L’omniprésence du fantasme

A chaque fois que je me masturbe, je pense, j’imagine…

Je pense à une ou des personnes, que je connais ou non, des fois ce sont des personnages que j’invente. Je construis des scénarios sexuels, souvent sans queue ni tête (enfin, on se comprend, hein), et mon plaisir navigue au gré de situations changeantes, que mon cerveau lance sans que je ne contrôle complètement tout ça. Bien sûr, mon plaisir dépend aussi et surtout de ce que je fais avec mon corps, mais ce qui m’interroge maintenant c’est comment mon plaisir est lié à mon imaginaire…

Mon plaisir sexuel dans la masturbation reste assez « cérébral », jusqu’à l’orgasme : jamais (ou quasiment jamais… sauf les éjaculations nocturnes dont mon corps semble plus ou moins coutumier, et encore, je me souviens généralement de rêves auxquels elles peuvent être liées) je n’arrive jusqu’à l’orgasme sans penser à rien (je m’aperçois assez nettement que lors de pratiques sexuelles partagées, mon imaginaire est également partagé donc je ne pense généralement à rien d’autre qu’à l’acte physique partagé).

Pourtant, le désir, l’envie de me donner du plaisir sexuel, naît souvent dans mon corps, semblant n’avoir aucune origine rationnelle ni « objet », mon désir n’a au départ rien de pensé ni de cérébral.

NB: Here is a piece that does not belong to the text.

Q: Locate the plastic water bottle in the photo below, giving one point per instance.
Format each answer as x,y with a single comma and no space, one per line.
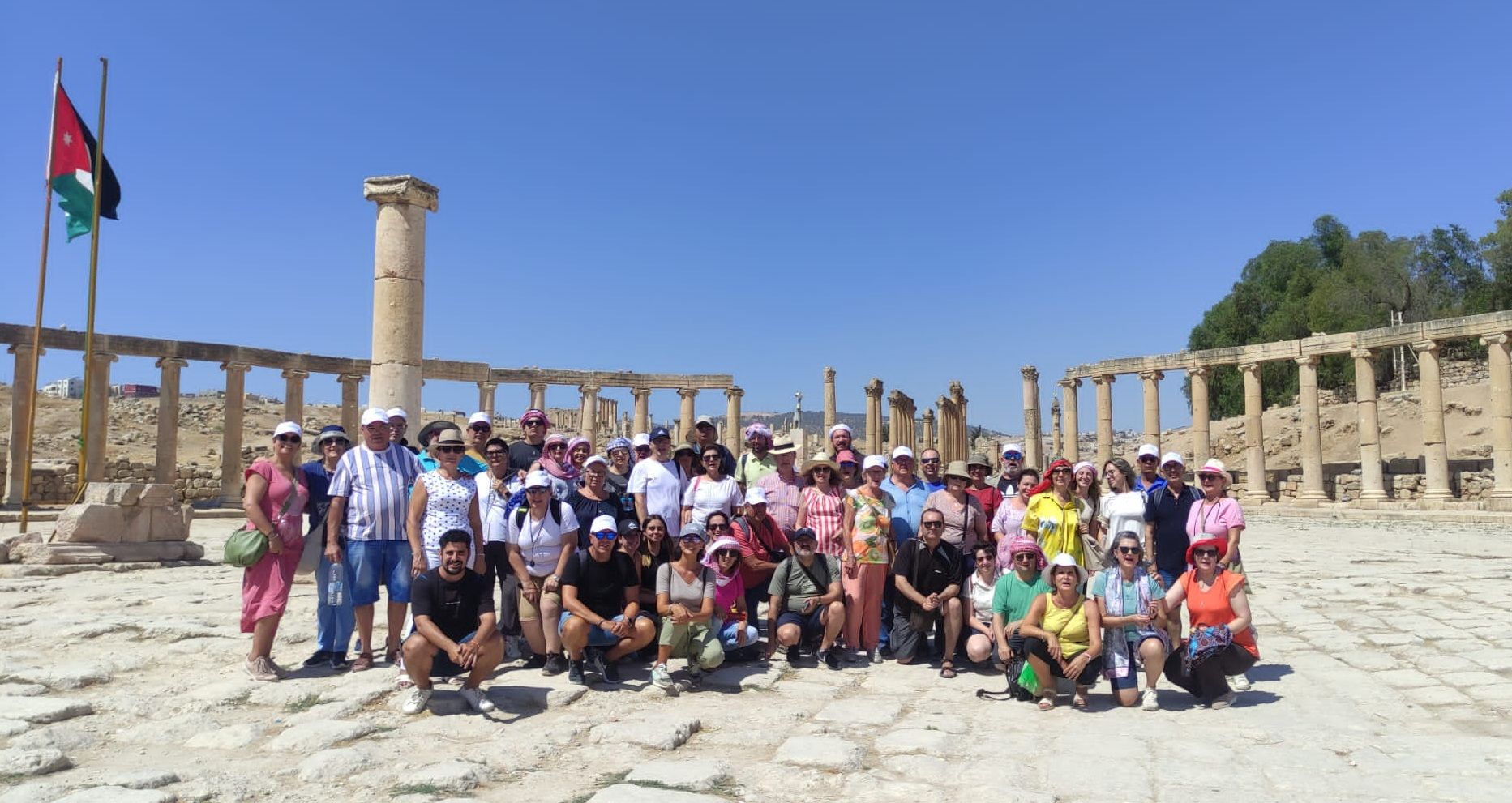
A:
336,586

J’ai quelquefois des envies brusques, soudaines, qui ne paraissent sorties de nulle part ailleurs que de mon bas-ventre… Des envies qui semblent surgir sauvagement mais qui ne sont jamais assouvies de façon brute et simplement mécanique puisque toujours dans ces moments là je me mets à penser et à l’élaborer, et bizarrement : sans même y penser, justement. Des images, des situations, traversent mon esprit, « c’est comme ça », on ne peut pas dire que ce soit très créatif vu que je n’ai a priori aucun contrôle dessus.

Bien sûr, au fil des années, j’essaie de doucement travailler là-dessus, d’améliorer mes fantasmes, de les rendre plus efficaces, d’en construire de nouveaux, de les adapter à ce que j’aime(rais) dans la vie. J’essaie de ne pas bloquer sur certains fantasmes…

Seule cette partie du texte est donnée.